Gould, attending the 25th National Disabled Veterans Winter Sports Clinic in Snowmass Village, Colo., earlier this week, recognized that homelessness is more than a housing issue and typically stems from health and mental-health problems.

"Homelessness is really a symptom and the end step in a long stage of deterioration," he said, citing issues ranging from job loss or economic duress to lack of access to health care, relationship problems or chemical dependence.

"So we have invested a lot in improving access to the health care that prevents homelessness," Gould said. He cited growth in VA's Veterans Health Administration budget to provide more proactive, preventive mental health and psychological counseling, as well as other health care.

This care helps veterans tackle problems at their root and introduces them to the broad array of programs in place to help in preventing them from slipping into homelessness, he said. "Once they are (at VA), we have the tools and capabilities to be able to help them," he said.

Gould personally has witnessed the homelessness problem. On a cold, wintery night in late January, he joined Housing and Urban Development Secretary Shaun Donovan and Interagency Council on Homelessness Director Barbara Poppe, walking the downtown streets of the nation's capital as part of a national count of homeless persons and families.

"It was a striking experience," Gould said of his opportunity to meet personally with homeless veterans during HUD's national "Let's Make Everybody Count!" campaign.

Equally striking, he said, is that when he asked a homeless man he met if he was a veteran, the man responded that he wasn't -- "but I wish I were, because of all the great programs you have."

Defense leaders have joined VA and the president in calling veteran homelessness a scourge on America that must be addressed.

Navy Adm.
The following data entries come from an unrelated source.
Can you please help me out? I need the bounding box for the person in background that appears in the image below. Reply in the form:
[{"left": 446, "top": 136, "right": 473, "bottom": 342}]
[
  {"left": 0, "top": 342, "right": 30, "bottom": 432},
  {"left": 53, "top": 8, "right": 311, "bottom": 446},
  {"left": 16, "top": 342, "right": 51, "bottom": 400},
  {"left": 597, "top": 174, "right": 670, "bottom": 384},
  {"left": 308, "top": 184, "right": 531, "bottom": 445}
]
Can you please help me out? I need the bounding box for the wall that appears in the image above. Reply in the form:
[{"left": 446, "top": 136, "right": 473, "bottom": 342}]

Mike Mullen, the chairman of the Joint Chiefs of Staff, has been particularly outspoken on the issue, concerned that a new generation of combat veterans is slipping into the same situation plaguing too many of his Vietnam-era contemporaries.

Mullen said he's troubled by the number of homeless veterans of Iraq and Afghanistan he has met during his visits to Veterans Affairs hospitals.
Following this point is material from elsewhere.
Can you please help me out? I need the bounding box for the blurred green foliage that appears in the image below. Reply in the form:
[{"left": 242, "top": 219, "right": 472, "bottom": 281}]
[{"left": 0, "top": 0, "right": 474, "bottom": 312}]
"And they are every bit as homeless and every bit as tragic as any homeless vet we've ever had," Mullen told a Hudson Union Society group in April 2009. "We as a country should not allow that to happen."

At a National Guard family program volunteer workshop last summer, Mullen shared the story of meeting a young homeless veteran in Los Angeles who had served in both operations Iraqi Freedom and Enduring Freedom. Mullen said the veteran told him, "I gave a 100 percent; I'd just like 100 percent back."

Working with their federal, state and local partners in both the public and private sectors, Gould said VA is committed to providing veterans exactly that.

"Veteran homelessness is not solved by VA alone, but with our HUD partners in federal government, our state governments' veterans administrations and nongovernmental organizations and local governments," he said. "It is everyone working together."